Se consume en esta temporada el pavo relleno, el pavo ahumando, el lomo relleno y el pollo relleno.
Existen dos tipos de lomo: el tradicional tuxtleco y otros que son rellenos con otros ingredientes; en el caso de los primeros lleva pasitas, aceitunas, huevo, zanahoria, almendras.
“Los segundos son una variación de los chefs y de la cocina gourmet, con ingredientes extras como las cerezas, se envinan y son aderezados”, comentó.
La llegada del niño Jesús
Compartió que la tradición marca que el 25 de diciembre es la llegada del niño Jesús, y las familias se reúnen el 24 de diciembre para compartir los alimentos, pues es una fecha muy especial.
Detalla que los tuxtlecos consumen generalmente pavos, pollos rellenos y lomos. “En Tuxtla existen casos de que crían los pavos y lo traen para que lo preparemos también; es común acompañar estos alimentos con las guarniciones de espagueti, ensalada de verduras para compartir con la familia”.
La cocinera tradicional es un tesoro de conocimiento gastronómico, pues ha tenido una preparación constante con reconocidos chefs nacionales e internacionales.
“En esta preparación me han enseñado a combinar ingredientes, como por ejemplo una crema de champiñones que se le puede dejar caer a los pavos, cremas de zanahoria, de calabaza que se le puede dejar caer al lomo relleno”, comentó.
Una larga tradición
La mujer relata que este conocimiento fue heredado por su abuela originaria de Tuxtla y de estirpe zoque y hablante de la lengua, mientras que su madre es originaria de Acala, quien aprendió la cocina tradicional por un largo tiempo.
“Pertenezco a la tradición de la mayordomía y tengo amigas cocineras que me han apoyado chefs, como Francisco Mayorga, el chef Martín Guerrero que está en Los Ángeles, entre otros, con los que he ido aprendiendo y también he impartido talleres; en constante aprendizaje diferente que hemos trabajado constantemente”, comentó.
Flor de María Alias consideró que no está encasillada con una forma de cocinar, ya que existe una infinidad de comidas cenas, pero todo ha sido también parte de un sacrificio.
En esta temporada considera que las cenas navideñas, sean las más elaboradas o las más sencillas, son para compartir con los seres queridos.

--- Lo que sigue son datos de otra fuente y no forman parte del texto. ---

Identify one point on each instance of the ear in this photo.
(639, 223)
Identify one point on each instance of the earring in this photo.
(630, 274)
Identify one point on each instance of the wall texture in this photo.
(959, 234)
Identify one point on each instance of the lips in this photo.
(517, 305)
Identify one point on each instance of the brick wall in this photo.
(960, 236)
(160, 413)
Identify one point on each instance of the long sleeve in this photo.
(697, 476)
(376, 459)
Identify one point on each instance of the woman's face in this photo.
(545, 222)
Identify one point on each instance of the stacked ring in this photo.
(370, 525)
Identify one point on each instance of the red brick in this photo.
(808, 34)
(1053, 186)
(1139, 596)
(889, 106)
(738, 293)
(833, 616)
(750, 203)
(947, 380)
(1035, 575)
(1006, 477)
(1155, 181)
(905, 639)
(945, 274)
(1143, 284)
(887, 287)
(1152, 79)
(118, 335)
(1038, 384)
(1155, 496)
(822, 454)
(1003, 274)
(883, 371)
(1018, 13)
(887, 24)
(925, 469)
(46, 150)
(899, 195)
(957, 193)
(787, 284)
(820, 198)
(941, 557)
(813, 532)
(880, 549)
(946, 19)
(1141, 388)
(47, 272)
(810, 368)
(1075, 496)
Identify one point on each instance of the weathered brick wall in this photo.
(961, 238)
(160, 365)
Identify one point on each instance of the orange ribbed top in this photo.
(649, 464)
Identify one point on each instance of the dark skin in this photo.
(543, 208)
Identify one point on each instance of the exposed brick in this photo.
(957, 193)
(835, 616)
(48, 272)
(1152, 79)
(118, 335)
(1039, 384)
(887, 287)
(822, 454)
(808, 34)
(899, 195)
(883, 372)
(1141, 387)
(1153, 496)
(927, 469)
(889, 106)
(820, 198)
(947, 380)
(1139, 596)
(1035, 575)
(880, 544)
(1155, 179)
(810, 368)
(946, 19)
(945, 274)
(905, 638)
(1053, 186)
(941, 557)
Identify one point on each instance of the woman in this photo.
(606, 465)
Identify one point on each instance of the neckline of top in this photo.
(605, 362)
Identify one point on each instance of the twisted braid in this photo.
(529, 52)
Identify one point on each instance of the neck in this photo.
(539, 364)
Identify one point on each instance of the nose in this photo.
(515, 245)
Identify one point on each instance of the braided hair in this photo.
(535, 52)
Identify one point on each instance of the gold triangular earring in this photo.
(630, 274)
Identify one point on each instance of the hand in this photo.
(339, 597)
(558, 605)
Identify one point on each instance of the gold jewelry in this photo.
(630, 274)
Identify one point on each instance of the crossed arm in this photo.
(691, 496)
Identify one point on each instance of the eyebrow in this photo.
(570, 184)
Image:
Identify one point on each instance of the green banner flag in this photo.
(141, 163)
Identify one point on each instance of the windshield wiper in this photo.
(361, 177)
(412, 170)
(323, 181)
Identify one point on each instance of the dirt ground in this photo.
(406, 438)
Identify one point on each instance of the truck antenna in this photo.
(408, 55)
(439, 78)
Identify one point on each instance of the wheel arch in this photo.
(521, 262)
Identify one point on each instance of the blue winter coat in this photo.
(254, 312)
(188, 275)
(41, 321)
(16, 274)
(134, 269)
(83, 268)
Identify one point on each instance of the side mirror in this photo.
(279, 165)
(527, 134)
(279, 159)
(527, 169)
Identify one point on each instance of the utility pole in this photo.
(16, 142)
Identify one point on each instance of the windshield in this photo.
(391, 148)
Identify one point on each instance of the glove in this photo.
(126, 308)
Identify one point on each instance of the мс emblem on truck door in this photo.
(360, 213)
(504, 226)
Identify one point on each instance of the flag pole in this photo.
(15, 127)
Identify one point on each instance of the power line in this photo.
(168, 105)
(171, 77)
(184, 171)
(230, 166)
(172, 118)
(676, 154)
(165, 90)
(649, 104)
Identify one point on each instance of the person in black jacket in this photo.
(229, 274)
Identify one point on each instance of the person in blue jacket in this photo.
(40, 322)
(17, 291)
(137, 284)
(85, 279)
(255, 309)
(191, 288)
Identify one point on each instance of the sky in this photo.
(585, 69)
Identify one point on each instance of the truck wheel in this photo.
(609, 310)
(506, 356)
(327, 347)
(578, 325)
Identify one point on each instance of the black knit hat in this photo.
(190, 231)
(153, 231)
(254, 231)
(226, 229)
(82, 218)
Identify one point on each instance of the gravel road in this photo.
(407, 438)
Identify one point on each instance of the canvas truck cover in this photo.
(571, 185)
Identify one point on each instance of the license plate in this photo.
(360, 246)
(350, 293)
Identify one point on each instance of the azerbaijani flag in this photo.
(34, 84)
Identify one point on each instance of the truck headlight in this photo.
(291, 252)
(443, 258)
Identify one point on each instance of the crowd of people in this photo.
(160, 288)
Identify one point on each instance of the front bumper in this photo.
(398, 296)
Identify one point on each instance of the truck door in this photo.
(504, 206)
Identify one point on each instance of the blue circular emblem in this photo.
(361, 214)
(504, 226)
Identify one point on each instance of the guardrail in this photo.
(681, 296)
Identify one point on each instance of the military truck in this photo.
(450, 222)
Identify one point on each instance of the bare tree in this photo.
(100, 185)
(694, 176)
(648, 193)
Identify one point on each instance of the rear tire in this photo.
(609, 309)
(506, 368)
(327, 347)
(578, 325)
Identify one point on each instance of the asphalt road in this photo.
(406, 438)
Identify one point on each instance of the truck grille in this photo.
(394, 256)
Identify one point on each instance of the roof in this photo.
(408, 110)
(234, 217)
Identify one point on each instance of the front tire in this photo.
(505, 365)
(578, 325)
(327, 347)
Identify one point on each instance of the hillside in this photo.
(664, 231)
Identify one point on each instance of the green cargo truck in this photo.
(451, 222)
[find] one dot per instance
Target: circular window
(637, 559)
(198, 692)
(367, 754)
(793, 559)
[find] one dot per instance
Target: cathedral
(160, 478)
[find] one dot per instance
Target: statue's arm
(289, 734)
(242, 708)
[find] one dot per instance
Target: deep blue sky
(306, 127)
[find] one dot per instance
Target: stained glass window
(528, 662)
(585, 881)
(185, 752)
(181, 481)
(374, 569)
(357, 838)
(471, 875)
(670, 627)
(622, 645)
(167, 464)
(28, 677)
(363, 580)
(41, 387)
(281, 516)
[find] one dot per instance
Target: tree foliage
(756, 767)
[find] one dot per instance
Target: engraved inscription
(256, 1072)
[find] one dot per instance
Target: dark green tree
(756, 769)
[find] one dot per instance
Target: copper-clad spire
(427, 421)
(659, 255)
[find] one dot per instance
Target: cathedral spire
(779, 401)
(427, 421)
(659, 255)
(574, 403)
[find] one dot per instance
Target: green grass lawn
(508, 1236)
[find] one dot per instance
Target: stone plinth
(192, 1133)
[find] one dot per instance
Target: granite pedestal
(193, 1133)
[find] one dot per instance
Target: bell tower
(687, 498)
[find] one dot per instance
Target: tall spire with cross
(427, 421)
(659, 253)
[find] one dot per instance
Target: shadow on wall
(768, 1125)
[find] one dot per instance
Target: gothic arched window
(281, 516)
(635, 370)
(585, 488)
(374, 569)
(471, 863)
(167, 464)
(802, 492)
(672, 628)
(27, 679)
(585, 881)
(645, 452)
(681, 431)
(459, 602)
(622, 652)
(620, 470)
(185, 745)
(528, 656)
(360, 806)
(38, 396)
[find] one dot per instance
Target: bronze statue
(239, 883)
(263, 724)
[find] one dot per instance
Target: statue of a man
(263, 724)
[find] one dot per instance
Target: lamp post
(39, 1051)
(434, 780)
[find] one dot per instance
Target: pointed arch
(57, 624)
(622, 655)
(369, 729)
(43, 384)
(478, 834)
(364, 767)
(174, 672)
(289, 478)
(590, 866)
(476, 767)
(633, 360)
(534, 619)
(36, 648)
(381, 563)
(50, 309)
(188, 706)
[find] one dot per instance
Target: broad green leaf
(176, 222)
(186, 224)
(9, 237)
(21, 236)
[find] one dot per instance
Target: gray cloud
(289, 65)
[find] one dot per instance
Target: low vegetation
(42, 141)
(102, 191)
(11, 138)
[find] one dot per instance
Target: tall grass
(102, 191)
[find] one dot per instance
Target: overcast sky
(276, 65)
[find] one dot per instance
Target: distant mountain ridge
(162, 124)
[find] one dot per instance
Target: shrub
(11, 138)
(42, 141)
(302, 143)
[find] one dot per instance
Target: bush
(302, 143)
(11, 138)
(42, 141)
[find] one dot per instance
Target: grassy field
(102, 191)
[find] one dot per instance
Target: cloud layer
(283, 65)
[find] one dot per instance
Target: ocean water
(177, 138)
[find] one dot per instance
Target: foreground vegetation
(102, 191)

“No precisamente tenemos que esperar la temporada de fin de año. En mi infancia no había posibilidades de cocinar carne o pollo, entonces hacían los tamalitos de frijol tierno, una salsa de tomate, es una comida muy sabrosa”, compartió.
Ahora prepara estos deliciosos alimentos, las cenas para que las familias se reúnan en esta temporada; el arte de saber cocinar y gracias al apoyo de muchas personas ha viajado a muchos lugares, ha llevado la cocina tradicional a diferentes estados del país.
Para este año cocinará para su familia un pollo relleno tradicional y una lasaña, pero expone que lo más importante es la sana convivencia por el verdadero significado de la festividad, que en muchas ocasiones suele confundirse.